IAM access control
IAM access control for Amazon MSK enables you to handle both authentication and authorization for your MSK cluster. This eliminates the need to use one mechanism for authentication and another for authorization. For example, when a client tries to write to your cluster, Amazon MSK uses IAM to check whether that client is an authenticated identity and also whether it is authorized to produce to your cluster. IAM access control works for Java and non-Java clients, including Kafka clients written in Python, Go, JavaScript, and .NET.
Amazon MSK logs access events so you can audit them. For more information, see Log API calls with AWS CloudTrail.
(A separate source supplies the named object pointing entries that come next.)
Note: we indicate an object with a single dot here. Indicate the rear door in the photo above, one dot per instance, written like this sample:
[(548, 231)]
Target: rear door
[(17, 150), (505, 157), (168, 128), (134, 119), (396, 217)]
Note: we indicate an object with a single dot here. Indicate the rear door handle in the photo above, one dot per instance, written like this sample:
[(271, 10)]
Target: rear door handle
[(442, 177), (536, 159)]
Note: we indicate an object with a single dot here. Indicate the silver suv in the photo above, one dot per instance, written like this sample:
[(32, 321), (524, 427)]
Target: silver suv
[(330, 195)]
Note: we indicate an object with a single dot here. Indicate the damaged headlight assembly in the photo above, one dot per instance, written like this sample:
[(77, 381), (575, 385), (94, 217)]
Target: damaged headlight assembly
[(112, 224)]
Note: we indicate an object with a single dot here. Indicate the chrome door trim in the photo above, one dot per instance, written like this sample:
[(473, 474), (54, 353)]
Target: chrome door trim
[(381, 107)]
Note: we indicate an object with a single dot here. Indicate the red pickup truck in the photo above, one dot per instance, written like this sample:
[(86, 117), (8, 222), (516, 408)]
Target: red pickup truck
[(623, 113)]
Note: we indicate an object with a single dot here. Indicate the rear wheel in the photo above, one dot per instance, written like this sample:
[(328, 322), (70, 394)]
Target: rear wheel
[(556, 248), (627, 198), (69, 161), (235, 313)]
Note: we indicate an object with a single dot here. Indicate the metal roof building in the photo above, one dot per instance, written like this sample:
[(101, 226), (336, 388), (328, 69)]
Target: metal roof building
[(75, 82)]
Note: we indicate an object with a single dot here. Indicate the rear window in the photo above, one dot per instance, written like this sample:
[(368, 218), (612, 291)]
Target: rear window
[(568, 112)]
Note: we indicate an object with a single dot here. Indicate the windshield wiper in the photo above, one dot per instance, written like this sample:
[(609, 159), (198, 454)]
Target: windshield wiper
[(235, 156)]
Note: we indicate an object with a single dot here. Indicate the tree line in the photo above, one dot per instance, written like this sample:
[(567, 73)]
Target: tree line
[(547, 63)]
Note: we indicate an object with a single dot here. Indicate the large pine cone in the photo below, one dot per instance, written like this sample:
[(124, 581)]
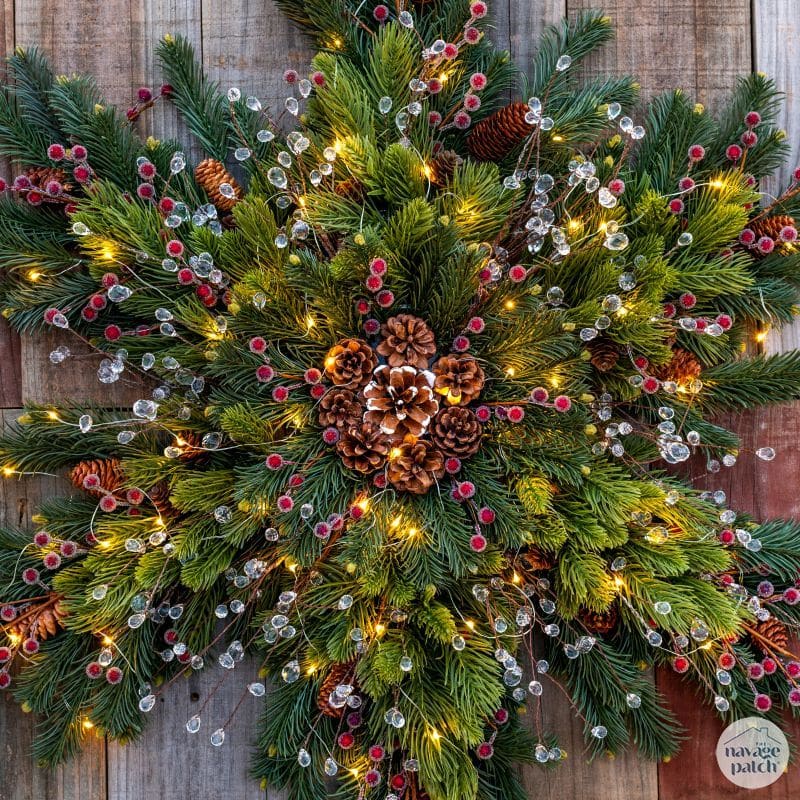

To make IAM access control possible, Amazon MSK makes minor modifications to Apache Kafka source code. These modifications won't cause a noticeable difference in your Apache Kafka experience.
Important
IAM access control doesn't apply to Apache ZooKeeper nodes. For information about how you can control access to those nodes, see Control access to Apache ZooKeeper nodes in your Amazon MSK cluster.
Important
The allow.everyone.if.no.acl.found
Apache Kafka setting has no effect if
your cluster uses IAM access control.
Important
You can invoke Apache Kafka ACL APIs for an MSK cluster that uses IAM access control. However, Apache Kafka ACLs have no effect on authorization for IAM roles. You must use IAM policies to control access for IAM roles.